This pretty much demonstrates another reason to Use Unicode, but if you do need to use some non-Unicode encoding until you can convert to Unicode, please don’t use these flags.
MultiByteToWideChar() and WideCharToMultiByte() provide some interesting sounding flags that are actually useless, slow, badly broken, or far worse. All of these flags would be expected to behave like Unicode Normalization, so you should instead use NormalizeString() to handle the desired behavior, either Form C for composed strings or Form D for decomposed strings.
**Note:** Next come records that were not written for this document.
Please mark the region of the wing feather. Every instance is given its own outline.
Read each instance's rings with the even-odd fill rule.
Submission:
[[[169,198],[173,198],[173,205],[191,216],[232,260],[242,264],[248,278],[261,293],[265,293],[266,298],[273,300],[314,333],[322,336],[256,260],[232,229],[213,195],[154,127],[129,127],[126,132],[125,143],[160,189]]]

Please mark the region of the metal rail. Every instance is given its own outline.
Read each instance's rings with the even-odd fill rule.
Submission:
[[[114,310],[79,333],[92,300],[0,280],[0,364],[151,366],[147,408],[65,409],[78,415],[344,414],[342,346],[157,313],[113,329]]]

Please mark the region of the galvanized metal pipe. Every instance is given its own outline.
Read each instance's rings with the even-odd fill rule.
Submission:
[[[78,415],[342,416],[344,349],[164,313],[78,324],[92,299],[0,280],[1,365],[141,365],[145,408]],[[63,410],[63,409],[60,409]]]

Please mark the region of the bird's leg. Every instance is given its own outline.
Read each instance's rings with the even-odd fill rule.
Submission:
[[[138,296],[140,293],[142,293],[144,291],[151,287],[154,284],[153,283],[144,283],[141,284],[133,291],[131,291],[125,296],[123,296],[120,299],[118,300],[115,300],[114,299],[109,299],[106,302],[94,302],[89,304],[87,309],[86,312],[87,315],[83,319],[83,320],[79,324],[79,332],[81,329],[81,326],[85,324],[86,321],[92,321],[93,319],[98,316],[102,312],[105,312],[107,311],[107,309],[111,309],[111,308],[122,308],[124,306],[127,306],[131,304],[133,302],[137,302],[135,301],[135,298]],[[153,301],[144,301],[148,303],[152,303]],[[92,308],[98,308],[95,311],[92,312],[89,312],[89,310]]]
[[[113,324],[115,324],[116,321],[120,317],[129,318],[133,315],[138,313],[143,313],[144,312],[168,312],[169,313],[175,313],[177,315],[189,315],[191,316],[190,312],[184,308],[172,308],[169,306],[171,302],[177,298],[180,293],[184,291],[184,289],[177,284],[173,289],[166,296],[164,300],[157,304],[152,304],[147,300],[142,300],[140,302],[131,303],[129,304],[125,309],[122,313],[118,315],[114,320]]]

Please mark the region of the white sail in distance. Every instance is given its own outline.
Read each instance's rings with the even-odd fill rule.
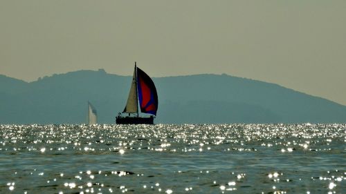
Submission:
[[[134,68],[134,77],[132,77],[132,83],[131,84],[130,93],[127,98],[127,103],[122,113],[137,113],[138,108],[138,96],[137,96],[137,76],[136,67]]]
[[[98,113],[96,109],[88,101],[88,123],[95,124],[98,123]]]

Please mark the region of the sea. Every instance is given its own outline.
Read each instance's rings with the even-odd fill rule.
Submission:
[[[346,124],[0,125],[0,193],[346,193]]]

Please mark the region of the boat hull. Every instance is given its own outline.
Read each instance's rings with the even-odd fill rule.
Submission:
[[[154,117],[116,117],[117,124],[154,124]]]

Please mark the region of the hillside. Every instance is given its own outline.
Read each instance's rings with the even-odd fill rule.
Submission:
[[[90,101],[102,124],[123,110],[131,77],[80,70],[30,83],[0,75],[0,124],[80,124]],[[154,78],[156,123],[345,123],[346,106],[226,75]]]

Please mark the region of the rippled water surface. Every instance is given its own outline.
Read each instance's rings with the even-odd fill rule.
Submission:
[[[0,125],[0,193],[346,193],[346,125]]]

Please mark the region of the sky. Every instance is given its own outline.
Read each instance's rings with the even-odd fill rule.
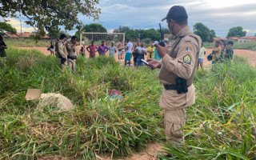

MB_PRECOMPOSED is the simplest to address: Basically this flag doesn’t really do anything. Nominally it would put data into something like Normalization Form C, however most code pages are already in a composed form, so there’s little real impact. Just to make sure, the flag’s ignored internally 🙂
MB_COMPOSITE is my most hated of these flags. First of all, it nominally pretends to put the data into something like Normalization Form D, decomposed into a base character and combining characters. To me that’s the opposite of “Composite”. Indeed, I’ve seen numerous code examples that seem to be passing MB_COMPOSITE expecting Form C data, and pretty much zero examples expecting Form D data. Windows leans towards Form C internally (though you may use Form D or mixed data), so this flag probably isn’t that helpful. If you really want to decompose your data, then use NormalizeString with Form D instead of this flag.
MB_COMPOSITE also is very slow because it does a lookup in some data tables. NormalizeString with Form D is probably faster.
MB_COMPOSITE also has some horrible behavior for many code points:
- Several code points will not round trip if this flag is set, even if WC_COMPOSITECHECK is used when converting back to the code page.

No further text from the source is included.